Christian art uses the image of the dove wherever it is spoken by the Holy Spirit, even though in other biblical stories only a very few passages speak explicitly of a dove in this context.
As a symbol of the Holy Spirit, the dove appears on depictions of the Pentecost event. And in scenes of proclaiming the birth of Jesus, the Spirit comes in dove shape to Mary. But also in representations of the Trinity, the mind is represented as a dove between the two persons of father and son.
Dove as a symbol of Peace
The dove was never limited to Europe as a symbol, although the imagery associated with it (as shown) is deeply rooted in Christian iconography
. The peace dove is today a globally understandable sign. It is by no means only depicted by Christian and communist groups, but is also used as a sign by numerous differently motivated movements.

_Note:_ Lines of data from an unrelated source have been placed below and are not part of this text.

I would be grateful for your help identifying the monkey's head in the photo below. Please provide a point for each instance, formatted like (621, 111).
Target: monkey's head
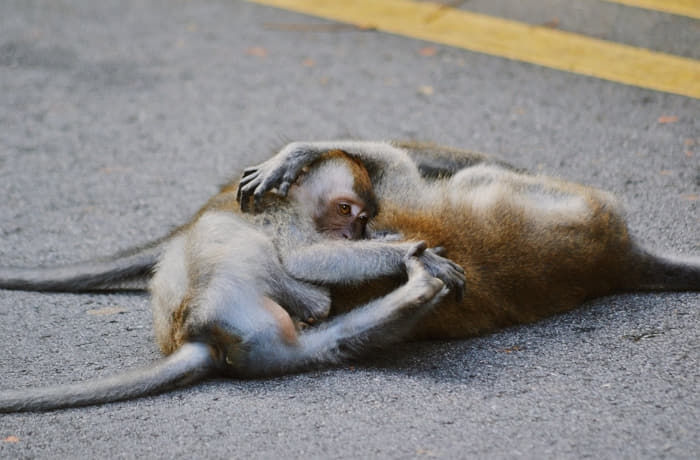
(337, 192)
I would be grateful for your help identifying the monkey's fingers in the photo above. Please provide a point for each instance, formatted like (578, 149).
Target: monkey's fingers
(415, 251)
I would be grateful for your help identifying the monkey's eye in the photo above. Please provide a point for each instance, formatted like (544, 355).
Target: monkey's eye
(344, 209)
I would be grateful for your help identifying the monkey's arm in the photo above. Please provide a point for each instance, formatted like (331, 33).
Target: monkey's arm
(340, 262)
(436, 161)
(280, 171)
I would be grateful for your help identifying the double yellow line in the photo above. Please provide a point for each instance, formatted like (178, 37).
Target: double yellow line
(514, 40)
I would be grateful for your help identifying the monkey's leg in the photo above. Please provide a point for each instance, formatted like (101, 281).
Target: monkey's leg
(379, 323)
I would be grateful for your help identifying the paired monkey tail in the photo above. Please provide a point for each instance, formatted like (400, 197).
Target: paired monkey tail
(190, 363)
(109, 273)
(653, 272)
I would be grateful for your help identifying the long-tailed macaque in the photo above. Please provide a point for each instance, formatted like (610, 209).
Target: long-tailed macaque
(530, 245)
(228, 288)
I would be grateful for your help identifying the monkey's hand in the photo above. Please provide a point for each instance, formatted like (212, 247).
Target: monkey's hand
(427, 289)
(440, 267)
(278, 173)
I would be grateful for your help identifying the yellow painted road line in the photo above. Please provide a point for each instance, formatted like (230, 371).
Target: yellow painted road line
(514, 40)
(690, 8)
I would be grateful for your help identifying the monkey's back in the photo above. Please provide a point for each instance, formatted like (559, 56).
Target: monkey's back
(530, 247)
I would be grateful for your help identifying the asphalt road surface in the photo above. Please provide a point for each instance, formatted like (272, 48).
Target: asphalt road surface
(118, 119)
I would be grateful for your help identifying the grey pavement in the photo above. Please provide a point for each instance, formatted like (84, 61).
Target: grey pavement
(118, 119)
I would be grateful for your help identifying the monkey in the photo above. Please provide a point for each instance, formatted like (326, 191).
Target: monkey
(228, 286)
(531, 245)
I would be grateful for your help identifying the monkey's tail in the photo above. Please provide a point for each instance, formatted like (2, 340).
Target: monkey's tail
(108, 273)
(652, 272)
(189, 363)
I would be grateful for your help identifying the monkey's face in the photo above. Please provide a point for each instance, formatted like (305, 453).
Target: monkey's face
(342, 217)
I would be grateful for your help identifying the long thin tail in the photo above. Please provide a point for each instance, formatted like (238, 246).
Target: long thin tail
(109, 273)
(189, 363)
(664, 273)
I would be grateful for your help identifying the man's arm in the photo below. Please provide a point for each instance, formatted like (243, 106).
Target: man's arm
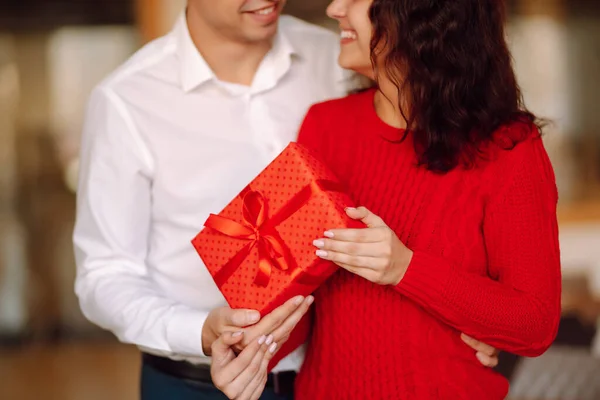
(111, 237)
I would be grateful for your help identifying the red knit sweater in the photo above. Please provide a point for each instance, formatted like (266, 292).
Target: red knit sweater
(486, 263)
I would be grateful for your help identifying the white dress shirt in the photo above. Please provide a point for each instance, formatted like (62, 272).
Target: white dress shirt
(165, 144)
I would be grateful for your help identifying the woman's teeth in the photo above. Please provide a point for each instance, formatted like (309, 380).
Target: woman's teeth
(348, 34)
(265, 11)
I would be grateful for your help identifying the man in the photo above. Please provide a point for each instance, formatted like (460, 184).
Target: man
(170, 137)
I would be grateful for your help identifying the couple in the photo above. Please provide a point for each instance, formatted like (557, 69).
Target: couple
(459, 254)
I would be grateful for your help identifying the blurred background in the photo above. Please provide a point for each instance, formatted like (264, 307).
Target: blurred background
(53, 52)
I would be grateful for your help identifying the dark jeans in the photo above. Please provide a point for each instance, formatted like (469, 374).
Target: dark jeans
(158, 386)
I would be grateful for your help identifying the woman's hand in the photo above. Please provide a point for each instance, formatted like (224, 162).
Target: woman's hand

The Finnish graphic artist, who in the mid-1970s stylized one of the world’s most widespread peace-dove motifs – a white dove with a split tail on a blue background – is although not as famous as his predecessor Picasso. But the dove symbolism remains current: it has become (indirectly) important even for the recent efforts to strengthen a common European identity.
“In the imagery of this (by no means only European) protest movement was once again the towering Importance of the Dove of Peace – while the then incumbent US President George W. Bush in connection with the Stars and Stripes of the United States advanced to the central enemy image, airplanes, bombs or the American eagle acted as negative connoted counterparts of the white dove.
However, in the digital age, this image production was not dominated by an artistic genius such as Picasso.
Rather, a mass visual culture evolved that was strongly influenced by the fast pace of the Internet. All the more remarkable seems the fact that the ancient symbol of the dove was also in the postmodern image productions of importance.
Many of the demonstrators, but also the Pope for example, continued to rely on the visual power of the white bird in spring 2003, when the initially anticipated and then actually carried out attack by an international coalition under the leadership of the USA on Iraq dominated the mass media throughout Europe and worldwide
. By the way, another important symbol of the anti-war demonstrations was the rainbow flag with the inscription “PACE” (Italian for “peace”).
Other symbols of peace
According to UNICEF, the olive branch is another symbol of peace that humanity has been using for a long time. This comes from Greece, which at that time symbolized abundance and victory over evil spirits.
There is also an icon and symbol known to all and created in 1958 by Gerald Holtom, an English graphic designer, for a campaign in support of nuclear disarmament, which became known worldwide to symbolize peace in the 60s through the hippie movement.
UNICEF explains that there are more symbols such as cranes made by origami and the classic designs of origami, the Japanese paper folding technique.
The legend tells that whoever manages to join 1,000 cranes of paper with threads will see a wish fulfilled. They also became popular as a symbol of peace after the Second World War.
Peace is also usually represented, as a symbol, with hands painted white and outstretched that usually show the palm. It is a gesture of peace that rejects violence, and terrorism.